The toll from backdating continues to mount. More than 30 officials, including eight CEOs, have left companies under scrutiny for manipulating stock options to reward employees, and executives at two, Brocade Communications Systems Inc. and Comverse Technology Inc., face criminal charges. More than 60 companies -- from Apple Computer Inc. to Cablevision Systems Corp. -- have restated or plan to revise earnings.

"It's getting worse before it gets better,'' said Howard Silverblatt, an analyst at Standard & Poor's in New York. "The issue will become more widespread as more companies are coming forward voluntarily instead of waiting for official inquiries.''

At least 140 companies have disclosed federal investigations or internal probes of potential stock-option manipulation. The Justice Department, the Securities and Exchange Commission, the Federal Bureau of Investigation and the Internal Revenue Service are among the agencies running civil or criminal probes.

Scratching the Surface

Meantime, investors have filed more than 230 lawsuits seeking compensation for the profits that executives and other employees made from improper grants and the earnings misstatements that may have resulted. "I think we have scratched the surface,'' said Derek Meisner, a partner in the Boston office of Kirkpatrick & Lockhart Nicholson Graham LLP who's advising companies he declined to name on whether to terminate executives over stock-option manipulation. "You are going to see more of it as companies conclude internal investigations and the SEC completes its investigations. This is kind of the tip of the iceberg.''

Backdating, the most serious abuse, involves retroactively pegging options to an earlier day when a company's stock was trading at a lower price. When the stock rises, holders of backdated grants can buy shares at artificially low levels and pocket the difference. If not disclosed to shareholders, backdating can be considered fraudulent. The practice hides compensation costs, reduces income-tax payments and overstates earnings.

Yep, backdating is certainly a lousy thing to do to your shareholders, but it is also an exceedingly low and sleezy thing to do to the rank and file employees who got the plain vanilla options.

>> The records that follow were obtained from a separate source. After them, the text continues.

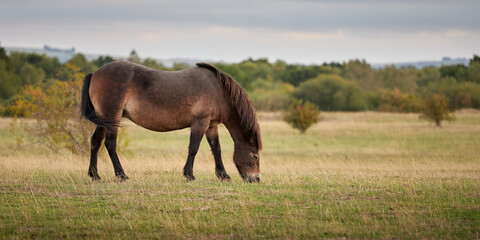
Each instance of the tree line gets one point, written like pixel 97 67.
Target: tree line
pixel 273 86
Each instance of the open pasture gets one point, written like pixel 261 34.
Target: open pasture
pixel 353 175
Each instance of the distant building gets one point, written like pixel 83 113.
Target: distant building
pixel 446 61
pixel 63 55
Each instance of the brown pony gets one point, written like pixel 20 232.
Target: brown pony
pixel 200 98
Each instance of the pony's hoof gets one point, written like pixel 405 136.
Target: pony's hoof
pixel 122 177
pixel 190 177
pixel 94 176
pixel 222 175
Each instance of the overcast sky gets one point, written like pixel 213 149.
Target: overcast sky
pixel 300 31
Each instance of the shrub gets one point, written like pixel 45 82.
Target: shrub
pixel 332 93
pixel 302 115
pixel 436 109
pixel 54 108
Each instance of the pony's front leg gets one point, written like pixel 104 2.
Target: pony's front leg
pixel 214 142
pixel 198 129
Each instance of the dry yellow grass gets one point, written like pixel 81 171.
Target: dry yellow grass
pixel 353 175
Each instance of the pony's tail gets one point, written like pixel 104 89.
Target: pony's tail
pixel 88 111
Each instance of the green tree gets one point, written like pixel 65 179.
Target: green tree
pixel 405 79
pixel 302 115
pixel 474 72
pixel 133 57
pixel 332 93
pixel 436 109
pixel 362 73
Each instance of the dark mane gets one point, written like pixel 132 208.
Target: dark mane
pixel 240 101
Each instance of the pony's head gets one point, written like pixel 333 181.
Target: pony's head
pixel 247 159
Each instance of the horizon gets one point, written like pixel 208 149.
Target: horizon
pixel 124 56
pixel 305 32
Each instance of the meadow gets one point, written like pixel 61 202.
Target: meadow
pixel 353 175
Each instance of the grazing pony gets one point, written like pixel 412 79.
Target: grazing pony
pixel 200 98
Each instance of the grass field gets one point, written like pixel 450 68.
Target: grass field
pixel 353 175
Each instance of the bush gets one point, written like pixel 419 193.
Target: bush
pixel 54 108
pixel 332 93
pixel 436 109
pixel 302 115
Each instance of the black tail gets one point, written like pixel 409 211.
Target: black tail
pixel 88 111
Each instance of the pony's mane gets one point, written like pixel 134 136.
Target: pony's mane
pixel 240 102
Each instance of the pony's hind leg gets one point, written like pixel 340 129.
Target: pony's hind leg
pixel 111 144
pixel 198 129
pixel 96 143
pixel 213 141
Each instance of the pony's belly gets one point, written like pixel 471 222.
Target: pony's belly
pixel 159 122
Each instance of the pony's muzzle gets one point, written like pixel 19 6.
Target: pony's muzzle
pixel 252 178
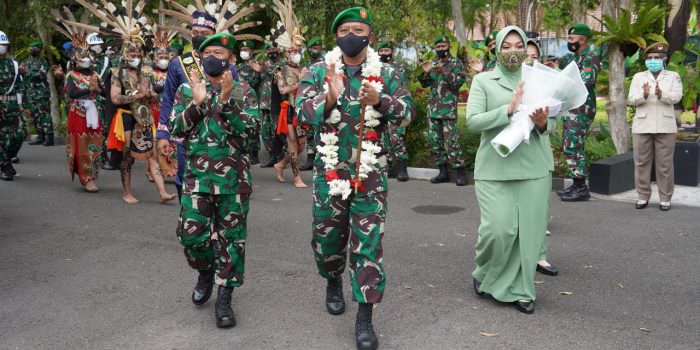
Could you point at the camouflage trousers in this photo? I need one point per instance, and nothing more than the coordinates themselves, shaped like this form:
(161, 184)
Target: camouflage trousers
(574, 143)
(41, 115)
(267, 129)
(444, 139)
(11, 134)
(395, 143)
(212, 228)
(356, 223)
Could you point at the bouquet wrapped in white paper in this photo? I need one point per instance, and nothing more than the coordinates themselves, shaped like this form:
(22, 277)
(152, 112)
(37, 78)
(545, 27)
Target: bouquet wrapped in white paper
(560, 91)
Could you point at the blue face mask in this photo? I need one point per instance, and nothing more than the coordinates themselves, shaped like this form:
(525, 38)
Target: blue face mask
(654, 65)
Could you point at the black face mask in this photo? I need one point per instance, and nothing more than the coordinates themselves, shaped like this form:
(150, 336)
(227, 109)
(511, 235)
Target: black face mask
(197, 41)
(352, 44)
(573, 47)
(214, 67)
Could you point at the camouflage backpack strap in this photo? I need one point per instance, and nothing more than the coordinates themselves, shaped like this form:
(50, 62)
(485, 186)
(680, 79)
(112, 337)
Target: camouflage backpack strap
(190, 64)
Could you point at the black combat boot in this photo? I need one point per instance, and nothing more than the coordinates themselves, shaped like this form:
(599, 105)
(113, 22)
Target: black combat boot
(49, 140)
(39, 139)
(443, 176)
(335, 304)
(5, 174)
(309, 163)
(224, 313)
(461, 177)
(364, 331)
(401, 171)
(204, 287)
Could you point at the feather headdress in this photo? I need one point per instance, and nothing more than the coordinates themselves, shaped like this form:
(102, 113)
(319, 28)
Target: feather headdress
(226, 14)
(287, 35)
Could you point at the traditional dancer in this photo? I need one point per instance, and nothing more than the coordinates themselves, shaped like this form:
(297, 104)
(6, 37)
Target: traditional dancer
(349, 99)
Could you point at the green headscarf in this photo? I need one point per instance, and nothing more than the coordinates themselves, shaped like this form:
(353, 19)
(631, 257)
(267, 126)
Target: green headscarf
(513, 76)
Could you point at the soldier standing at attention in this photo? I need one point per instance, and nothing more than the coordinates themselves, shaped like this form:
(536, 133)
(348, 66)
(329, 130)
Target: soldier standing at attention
(316, 52)
(397, 155)
(576, 129)
(350, 188)
(37, 94)
(11, 87)
(444, 76)
(249, 71)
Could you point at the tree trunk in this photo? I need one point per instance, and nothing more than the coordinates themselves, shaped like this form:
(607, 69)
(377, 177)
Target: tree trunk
(676, 32)
(460, 32)
(617, 96)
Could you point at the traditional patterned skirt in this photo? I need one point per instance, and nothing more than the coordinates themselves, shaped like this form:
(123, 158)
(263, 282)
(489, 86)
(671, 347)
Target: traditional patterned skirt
(83, 144)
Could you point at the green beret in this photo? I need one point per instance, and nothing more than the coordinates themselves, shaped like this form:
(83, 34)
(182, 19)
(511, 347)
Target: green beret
(247, 43)
(354, 14)
(220, 39)
(656, 48)
(441, 39)
(314, 41)
(581, 29)
(386, 44)
(491, 37)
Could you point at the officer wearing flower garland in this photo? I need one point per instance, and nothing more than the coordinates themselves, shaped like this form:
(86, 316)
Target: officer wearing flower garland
(576, 129)
(215, 116)
(444, 76)
(349, 195)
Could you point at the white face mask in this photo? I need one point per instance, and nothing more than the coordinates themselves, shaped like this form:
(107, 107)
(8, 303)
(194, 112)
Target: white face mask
(134, 63)
(163, 64)
(84, 63)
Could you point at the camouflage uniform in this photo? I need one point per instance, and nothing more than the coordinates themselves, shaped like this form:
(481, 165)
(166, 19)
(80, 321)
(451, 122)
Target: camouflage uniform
(576, 129)
(442, 110)
(360, 218)
(250, 76)
(217, 183)
(37, 94)
(11, 134)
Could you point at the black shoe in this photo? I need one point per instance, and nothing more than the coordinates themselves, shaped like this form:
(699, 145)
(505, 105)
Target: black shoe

Here they were, watching the stock price and their exercise date, trying to forecast whether they'd be able to buy a new car or a flat-panel TV or even a new raincoat on the big day...No doubt in most cases what they really needed to buy on exercise day was a snorkel, because those options that seemed so promising the day they got them were now well under the water. I've lost all track of how many loser-ama options I was granted over the years. Every once in a while I find some old file with an option granting letter in it. In the rare case where the company still exists, I might do a check to see whether they EVER would have been worth anything. I'm seldom re-disappointed.

But I know that if I found out that the executives in my company had been backdating or otherwise manipulating the game so that they could win even bigger time than they already were, I would have been colossally pissed off.

Blessedly, the only options I have now are in a very small company, run by very honest people, where there's actually a less than zero chance that they'll be worth the paper they're printed on at some point. And blessedly (I guess) I have few enough of them that I don't expend one iota's worth of time fantasizing about what I'll do if they pay-off (which was certainly not the case with some of the larger pots o' options I've had in the past. Hmmmm, early retirement? House in Maine? Life of philanthropy?)

Meanwhile, I'm just as happy I don't use McAfee, those weaselly bastards.